In space, astronauts are exposed to multiple high-LET radiations simultaneously and the formalism presented here can be employed to understand potential biological effects from exposure. The combination of several low-dose expositions would contribute to increase the total number of radiation tracks crossing cell nuclei. This is particularly relevant when considering low-LET radiations, such as X-rays, gamma rays or fast protons, that may contribute with a considerable number of tracks, provoking Poisson-distributed events in each domain, and anticipating the linear-quadratic part of the survival curve. In other words, under these conditions, the complexity of radiation-induced damage to DNA-based domains may be enhanced with respect to the independent action assumption. In this work, as in the original formulation of the MKM, only targeted effects (TEs) are considered, i.e., effects produced by radiation directly hitting the cell in consideration. However, low-dose effects such as hyper radiosensitivity (HRS) or increased radioresistance (IRR) are not considered [49,50]. Similarly, non-targeted effects (NTEs), led by signaling effects from irradiated to non-irradiated cells, also play a role, especially at low doses. The lack of consideration of HRS and NTEs in the MKM may explain why experimental points for low dose are below than predicted MKM-based curves. The inclusion of NTEs in a framework together with the MKM has been already done in the so-called Integrated Microdosimetric Kinetic Model (IMKM) by Matsuya et al. [20]. The harmonization of these low-dose effects with our modified MKM remains as a potential improvement of this work. The saturation of the repair mechanisms at high doses [9] is neither considered in the MKM nor our proposed modification and still may be included as a future improvement of this work. Finally, at low dose rates, inverse-dose-rate effects might also be of importance in biological effects predictions [51].

5. Conclusions

Under the assumptions of the MKM, the LQ model for the survival curves of high LET is no longer valid when the number of tracks interacting with domains is low so that Poisson distribution of events cannot be assumed. This is translated into a model composed of an initial linear section, up to a dose equal to the mean specific energy imparted to the cell nucleus, $z_{F,n}$, followed by a linear-quadratic part.
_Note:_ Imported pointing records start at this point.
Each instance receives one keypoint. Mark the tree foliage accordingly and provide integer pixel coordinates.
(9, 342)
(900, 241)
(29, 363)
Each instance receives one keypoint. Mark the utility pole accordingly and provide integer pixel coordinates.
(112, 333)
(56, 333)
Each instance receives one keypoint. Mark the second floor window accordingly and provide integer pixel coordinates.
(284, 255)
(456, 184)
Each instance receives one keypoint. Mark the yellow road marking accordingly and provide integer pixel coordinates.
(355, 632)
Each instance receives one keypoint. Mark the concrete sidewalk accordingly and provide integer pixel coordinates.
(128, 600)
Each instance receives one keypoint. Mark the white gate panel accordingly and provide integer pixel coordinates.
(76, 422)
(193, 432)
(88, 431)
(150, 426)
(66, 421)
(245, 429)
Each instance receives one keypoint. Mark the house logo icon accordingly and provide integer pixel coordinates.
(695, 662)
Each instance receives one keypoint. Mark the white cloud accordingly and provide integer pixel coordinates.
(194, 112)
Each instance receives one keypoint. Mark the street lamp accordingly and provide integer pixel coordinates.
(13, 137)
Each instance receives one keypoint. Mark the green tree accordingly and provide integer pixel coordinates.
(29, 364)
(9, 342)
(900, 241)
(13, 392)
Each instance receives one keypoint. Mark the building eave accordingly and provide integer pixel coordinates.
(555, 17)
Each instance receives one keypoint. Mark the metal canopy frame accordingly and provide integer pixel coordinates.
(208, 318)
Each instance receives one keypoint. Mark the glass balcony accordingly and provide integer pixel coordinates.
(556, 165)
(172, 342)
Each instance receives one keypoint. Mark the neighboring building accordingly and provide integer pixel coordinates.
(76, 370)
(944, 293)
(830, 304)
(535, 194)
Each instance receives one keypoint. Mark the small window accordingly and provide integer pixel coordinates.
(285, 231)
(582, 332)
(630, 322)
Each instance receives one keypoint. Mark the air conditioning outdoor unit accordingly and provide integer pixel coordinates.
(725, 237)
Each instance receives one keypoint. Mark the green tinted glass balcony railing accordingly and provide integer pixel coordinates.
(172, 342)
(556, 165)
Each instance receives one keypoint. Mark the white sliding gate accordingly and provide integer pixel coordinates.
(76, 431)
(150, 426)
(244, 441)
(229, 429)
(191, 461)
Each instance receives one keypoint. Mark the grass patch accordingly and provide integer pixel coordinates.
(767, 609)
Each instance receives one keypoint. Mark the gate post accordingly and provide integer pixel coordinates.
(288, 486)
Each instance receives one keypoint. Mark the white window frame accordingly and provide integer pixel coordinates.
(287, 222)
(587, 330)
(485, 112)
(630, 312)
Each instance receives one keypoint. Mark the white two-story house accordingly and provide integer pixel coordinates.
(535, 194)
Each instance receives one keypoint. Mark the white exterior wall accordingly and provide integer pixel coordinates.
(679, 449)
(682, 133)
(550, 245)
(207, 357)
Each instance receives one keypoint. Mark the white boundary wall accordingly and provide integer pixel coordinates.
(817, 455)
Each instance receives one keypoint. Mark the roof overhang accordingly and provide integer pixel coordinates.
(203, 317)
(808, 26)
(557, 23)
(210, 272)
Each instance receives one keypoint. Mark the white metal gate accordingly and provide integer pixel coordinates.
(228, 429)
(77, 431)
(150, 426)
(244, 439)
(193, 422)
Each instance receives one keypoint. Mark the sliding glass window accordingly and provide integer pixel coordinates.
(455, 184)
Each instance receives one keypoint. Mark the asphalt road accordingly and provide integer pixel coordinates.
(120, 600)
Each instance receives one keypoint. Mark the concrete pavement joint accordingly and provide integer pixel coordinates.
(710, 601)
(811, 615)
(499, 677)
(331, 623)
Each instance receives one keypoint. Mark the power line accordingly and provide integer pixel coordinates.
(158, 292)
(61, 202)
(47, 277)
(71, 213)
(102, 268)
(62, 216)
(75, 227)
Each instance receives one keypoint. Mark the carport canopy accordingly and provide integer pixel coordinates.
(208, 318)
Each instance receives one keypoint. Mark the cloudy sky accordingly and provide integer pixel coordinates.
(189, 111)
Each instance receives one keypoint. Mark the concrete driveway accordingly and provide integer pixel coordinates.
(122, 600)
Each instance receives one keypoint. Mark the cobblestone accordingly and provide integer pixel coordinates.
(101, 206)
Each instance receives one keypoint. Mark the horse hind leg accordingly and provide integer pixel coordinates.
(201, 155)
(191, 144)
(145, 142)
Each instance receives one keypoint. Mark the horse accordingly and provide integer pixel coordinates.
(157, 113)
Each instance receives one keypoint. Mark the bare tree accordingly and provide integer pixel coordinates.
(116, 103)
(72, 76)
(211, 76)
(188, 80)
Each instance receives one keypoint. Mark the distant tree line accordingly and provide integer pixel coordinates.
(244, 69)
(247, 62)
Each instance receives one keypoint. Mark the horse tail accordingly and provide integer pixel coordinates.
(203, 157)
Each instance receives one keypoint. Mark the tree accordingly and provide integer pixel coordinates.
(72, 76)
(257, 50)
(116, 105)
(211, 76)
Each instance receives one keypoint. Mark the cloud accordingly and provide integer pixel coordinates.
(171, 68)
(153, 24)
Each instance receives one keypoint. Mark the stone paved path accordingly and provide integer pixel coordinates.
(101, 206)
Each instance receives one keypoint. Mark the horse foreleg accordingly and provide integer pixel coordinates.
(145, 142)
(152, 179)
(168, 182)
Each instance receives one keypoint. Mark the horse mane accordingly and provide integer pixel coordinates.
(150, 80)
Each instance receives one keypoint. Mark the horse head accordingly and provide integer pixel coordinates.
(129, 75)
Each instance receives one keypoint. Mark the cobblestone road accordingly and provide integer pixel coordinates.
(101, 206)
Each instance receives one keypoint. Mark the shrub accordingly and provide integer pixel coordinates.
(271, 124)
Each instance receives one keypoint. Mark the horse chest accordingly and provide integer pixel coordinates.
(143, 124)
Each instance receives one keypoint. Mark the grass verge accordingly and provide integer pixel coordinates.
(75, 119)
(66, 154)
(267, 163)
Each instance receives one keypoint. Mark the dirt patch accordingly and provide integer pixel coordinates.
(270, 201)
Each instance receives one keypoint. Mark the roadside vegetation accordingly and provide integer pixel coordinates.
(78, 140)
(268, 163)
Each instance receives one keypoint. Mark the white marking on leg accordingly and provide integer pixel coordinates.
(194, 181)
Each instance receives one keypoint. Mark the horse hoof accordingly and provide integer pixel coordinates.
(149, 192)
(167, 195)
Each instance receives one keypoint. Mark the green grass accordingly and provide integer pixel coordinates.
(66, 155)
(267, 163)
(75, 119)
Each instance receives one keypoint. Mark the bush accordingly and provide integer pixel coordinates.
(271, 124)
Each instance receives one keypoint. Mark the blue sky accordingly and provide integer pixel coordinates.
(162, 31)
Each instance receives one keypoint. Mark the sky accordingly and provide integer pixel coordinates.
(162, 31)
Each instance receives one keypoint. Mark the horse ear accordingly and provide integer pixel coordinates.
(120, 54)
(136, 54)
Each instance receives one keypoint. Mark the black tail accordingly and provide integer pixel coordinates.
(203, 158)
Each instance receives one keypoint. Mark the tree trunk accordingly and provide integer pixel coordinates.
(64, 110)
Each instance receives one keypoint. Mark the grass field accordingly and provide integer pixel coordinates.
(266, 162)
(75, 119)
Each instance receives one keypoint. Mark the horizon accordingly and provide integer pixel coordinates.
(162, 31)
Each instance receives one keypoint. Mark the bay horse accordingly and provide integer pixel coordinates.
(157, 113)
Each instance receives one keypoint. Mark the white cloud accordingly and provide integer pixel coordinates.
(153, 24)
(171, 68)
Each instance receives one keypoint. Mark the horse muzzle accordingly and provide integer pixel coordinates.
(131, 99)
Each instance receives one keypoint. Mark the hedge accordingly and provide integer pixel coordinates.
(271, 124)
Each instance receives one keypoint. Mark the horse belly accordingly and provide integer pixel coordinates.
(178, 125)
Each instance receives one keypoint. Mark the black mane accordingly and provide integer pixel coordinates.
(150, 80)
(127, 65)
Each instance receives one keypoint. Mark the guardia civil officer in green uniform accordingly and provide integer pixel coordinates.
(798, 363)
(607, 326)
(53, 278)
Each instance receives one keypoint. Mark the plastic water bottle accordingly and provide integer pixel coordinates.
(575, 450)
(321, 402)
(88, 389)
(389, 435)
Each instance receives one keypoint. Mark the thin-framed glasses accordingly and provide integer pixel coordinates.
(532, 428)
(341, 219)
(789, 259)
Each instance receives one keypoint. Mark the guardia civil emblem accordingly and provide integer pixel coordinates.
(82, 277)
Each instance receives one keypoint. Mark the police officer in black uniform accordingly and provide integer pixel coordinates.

When combining these high-LET radiations with low-LET radiations, either simultaneously or sequentially beginning with the low-LET radiation, the number of events per unit dose quickly grows and events of radiation in a domain are Poisson-distributed. Hence, the linear part predicted for individual high-LET radiations vanishes and a synergistic effect is expected. The experimental data analyzed here partially validate these hypotheses and more experiments are required in conditions to exploit the effects discussed in this work.